Amanda was a nightingale. Every morning, with the first rays of the sun, she flapped her wings and started to warble. From her prodigious throat came, one after another, the most dissimilar and original musical notes: now a fortissimo treble, now a deep note that penetrated the soul. All the songs of the birds were contained in her and acquired a level magisterial execution. She reveled in them, absorbed in her own song, without paying the least bit of attention to what was happening around her. All who passed near Amanda’s window stopped to listen. Sometimes she caused traffic jams, and the police had to intervene to get things moving. Amanda’s song was the most famous in the city and there were those who rose at daybreak to listen, in the stillness of the dawn, before the noise, her first trills. Connoisseurs comments that they were the most beautiful, always new.

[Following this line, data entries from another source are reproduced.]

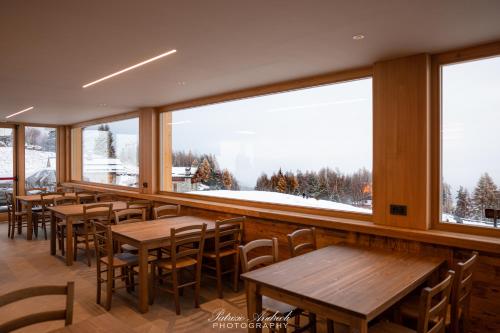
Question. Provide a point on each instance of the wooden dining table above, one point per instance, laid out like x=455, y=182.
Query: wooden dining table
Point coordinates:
x=150, y=235
x=349, y=285
x=70, y=214
x=31, y=200
x=104, y=323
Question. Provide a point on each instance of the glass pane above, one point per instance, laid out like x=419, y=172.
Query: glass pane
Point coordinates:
x=111, y=153
x=40, y=148
x=310, y=147
x=6, y=164
x=471, y=141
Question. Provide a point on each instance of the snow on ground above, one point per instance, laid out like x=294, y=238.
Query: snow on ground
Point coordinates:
x=281, y=198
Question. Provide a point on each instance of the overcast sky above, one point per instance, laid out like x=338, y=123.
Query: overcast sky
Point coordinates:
x=327, y=126
x=471, y=122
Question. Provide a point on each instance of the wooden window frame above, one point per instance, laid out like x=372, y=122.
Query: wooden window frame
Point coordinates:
x=311, y=82
x=437, y=61
x=77, y=160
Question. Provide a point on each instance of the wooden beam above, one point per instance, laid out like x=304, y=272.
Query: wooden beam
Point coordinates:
x=401, y=165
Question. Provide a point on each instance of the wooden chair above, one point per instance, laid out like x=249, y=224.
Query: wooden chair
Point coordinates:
x=457, y=318
x=85, y=197
x=44, y=215
x=108, y=262
x=166, y=211
x=268, y=304
x=228, y=234
x=143, y=204
x=299, y=242
x=432, y=310
x=100, y=212
x=181, y=259
x=66, y=314
x=61, y=225
x=104, y=197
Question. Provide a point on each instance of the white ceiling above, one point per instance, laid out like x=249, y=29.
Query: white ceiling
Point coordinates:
x=50, y=48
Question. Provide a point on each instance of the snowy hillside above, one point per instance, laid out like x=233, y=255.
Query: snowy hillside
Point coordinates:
x=281, y=198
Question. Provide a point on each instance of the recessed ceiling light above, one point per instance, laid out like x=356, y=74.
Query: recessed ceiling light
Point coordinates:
x=19, y=112
x=129, y=68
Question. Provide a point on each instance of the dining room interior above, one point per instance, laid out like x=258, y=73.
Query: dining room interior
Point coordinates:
x=250, y=166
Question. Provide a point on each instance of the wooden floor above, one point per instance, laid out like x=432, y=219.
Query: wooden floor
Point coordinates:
x=27, y=263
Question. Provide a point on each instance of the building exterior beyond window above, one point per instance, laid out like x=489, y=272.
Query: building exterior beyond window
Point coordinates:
x=40, y=150
x=471, y=142
x=309, y=147
x=110, y=153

The months and years passed and Amanda’s singing became an important part of the city. All the tourists who came demanded that their schedule include a visit to hear her. The same thing happened with official delegations. People gossiped for days about the visiting president who rescheduled his flight, breaking all protocol and ruining the official welcoming ceremony to listen to Amanda at dawn. Given the number of people who gathered in front of Amanda’s house every day, the authorities decided to connect microphones to the radio network, so that everyone could listen to Amanda singing from home. From that time on she was a part of breakfast, lunch and dinner. She was present when people were talking, making love, being born and dying. And her singing was always new. She sang without pause from morning to night, as long as the sun shone. On cloudy and rainy days she remained silent and only sang when a rainbow appeared. Then she sang with the same force as at dawn.
On day Amanda stopped singing, and the city, little by little, began to die.